Dans le Chant premier, s’esquisse même un semblant de drame dialogué : « Une famille entoure une lampe posée sur la table/-Mon fils donne moi les ciseaux qui sont placés sur cette chaise/-Ils n’y sont pas mère…» Le comédien en profite pour amorcer un théâtre d’objets avec une petite tempête dans une verre d’eau quand, dans cette famille idyllique, surgit Maldoror, une sorte de vampire en quête du sang de garçons imberbes. Esprit satanique, haineux, voué à la destruction ( « J’ai fait un pacte avec la prostitution afin de semer le désordre dans les familles ») mais en mal d’aurore comme le rappellent la fin du Chant cinquième : « Il ouvre les contrevents de la fenêtre. » (…) «Il contemple la lune qui verse sur sa poitrine des rayons extatiques. » (…) «Il attend que le crépuscule du matin vienne apporter par le changement de décors, un dérisoire soulagement à son cœur bouleversé.»
Sur scène comme dans le livre, Maldoror est, soit le sujet de l’énoncé et des commentaires, ce qui permet à l’acteur de nombreuses adresses au public au nom de l’auteur, soit le héros qui prend alors le dessus sur le narrateur et donc la parole. Benjamin Lazar joue de cette ambigüité, de ce “je“ versatile, pour construire un personnage composite et tenir la pièce par les deux bouts. Un parcours cohérent et concis, même si le rythme laisse à désirer dans la première demi-heure, souvent noyée dans une abondance d’images-vidéo. Benjamin Lazar réussit à mieux nous captiver quand le théâtre prend le pas, avec des jeux de scène simples, accessoires et lumières signifiants. La musique, elle, reste le plus souvent en retrait. «Lire Maldoror, écrivait Maurice Blanchot: c’est consentir à une lucidité furieuse dont le mouvement d’enveloppement, d’embrassement ne se laisse reconnaître qu’à son terme, et comme l’accomplissement d’un sens absolu, indifférent à tous les sens momentanés par lesquels doit passer le lecteur… » (…) « La lecture de Maldoror est un vertige.»

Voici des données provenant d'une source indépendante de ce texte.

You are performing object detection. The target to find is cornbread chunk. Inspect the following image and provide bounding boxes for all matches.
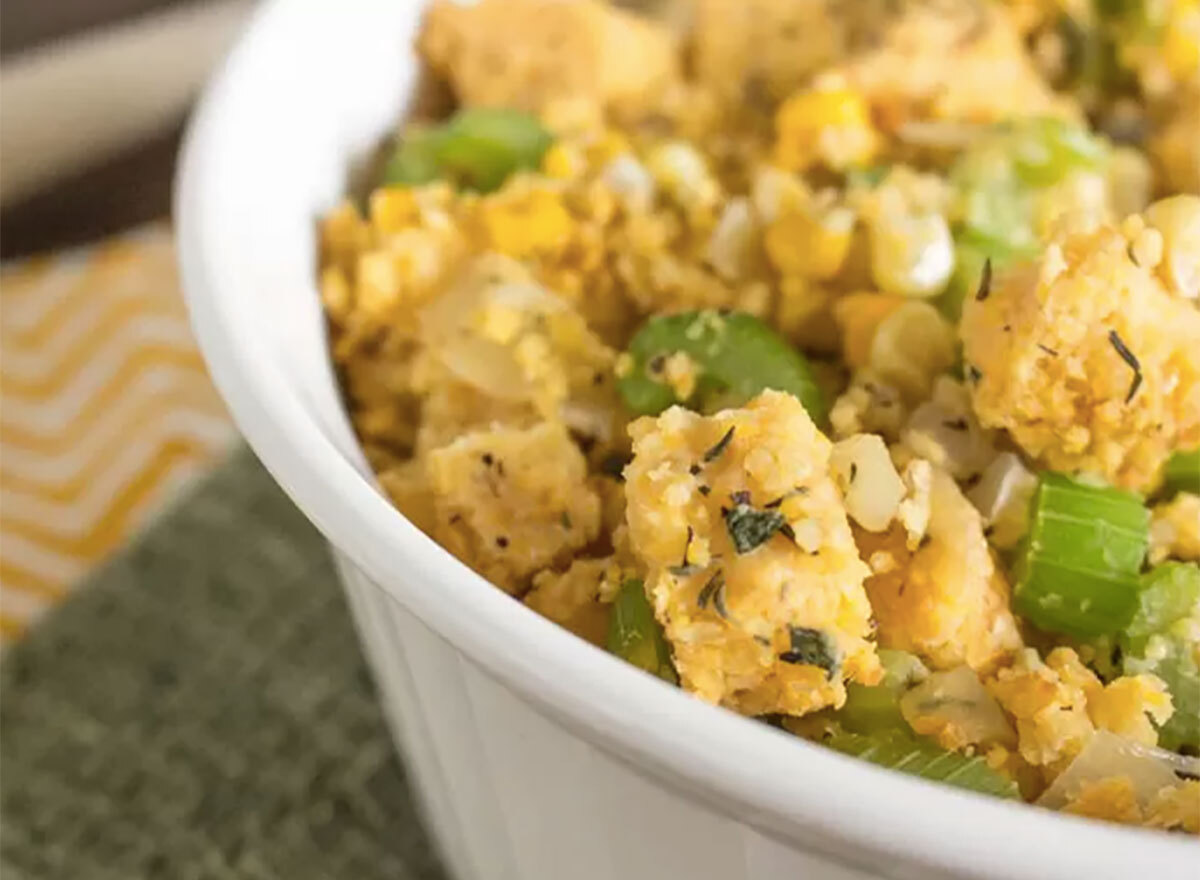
[829,0,1074,129]
[419,0,677,115]
[525,556,626,647]
[1149,493,1200,565]
[856,467,1023,672]
[1152,94,1200,195]
[623,390,882,717]
[961,218,1200,491]
[689,0,852,107]
[426,423,602,593]
[987,648,1174,783]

Mais ici, on est loin du vertige… avec cette version des Chants un peu trop timide L’acteur-metteur en scène donne un certaine naïveté à son double personnage, le démythifie en un jeune homme mélancolique. On est loin du « dynamiteur archangélique » décrit par Julien Gracq qui tenait Isidore Ducasse comme un « grand dérailleur de la littérature ». Fidèle mais trop sage, Benjamin Lazar nous invite à un joli voyage poétique dont on retiendra le rêve romantique de l’Hermaphrodite, le naufrage du paquebot et la copulation monstrueuse de Maldoror avec une femelle-requin, ou encore le récit rocambolesque du cheveu, dans cette maison de passe si bien décrite : «Une lanterne rouge, drapeau nu du vice, suspendue à l’extrémité d’un tringle, balançait sa carcasse au fouet des quatre vents. » Le bestiaire gothique : aigles, condor, crapauds, requins, poules, pourceaux, corbeaux… omniprésent dans le livre prend aussi toute sa place dans ce spectacle qui nous donne envie de relire ce «cri d’ironie immense».
Mireille Davidovici
Du 2 au 5 octobre puis du 15 au 19, Athénée -Théâtre Louis-Jouvet, square de l’Opéra Louis-Jouvet, Paris (IX ème). T. : 01 53 05 19 19.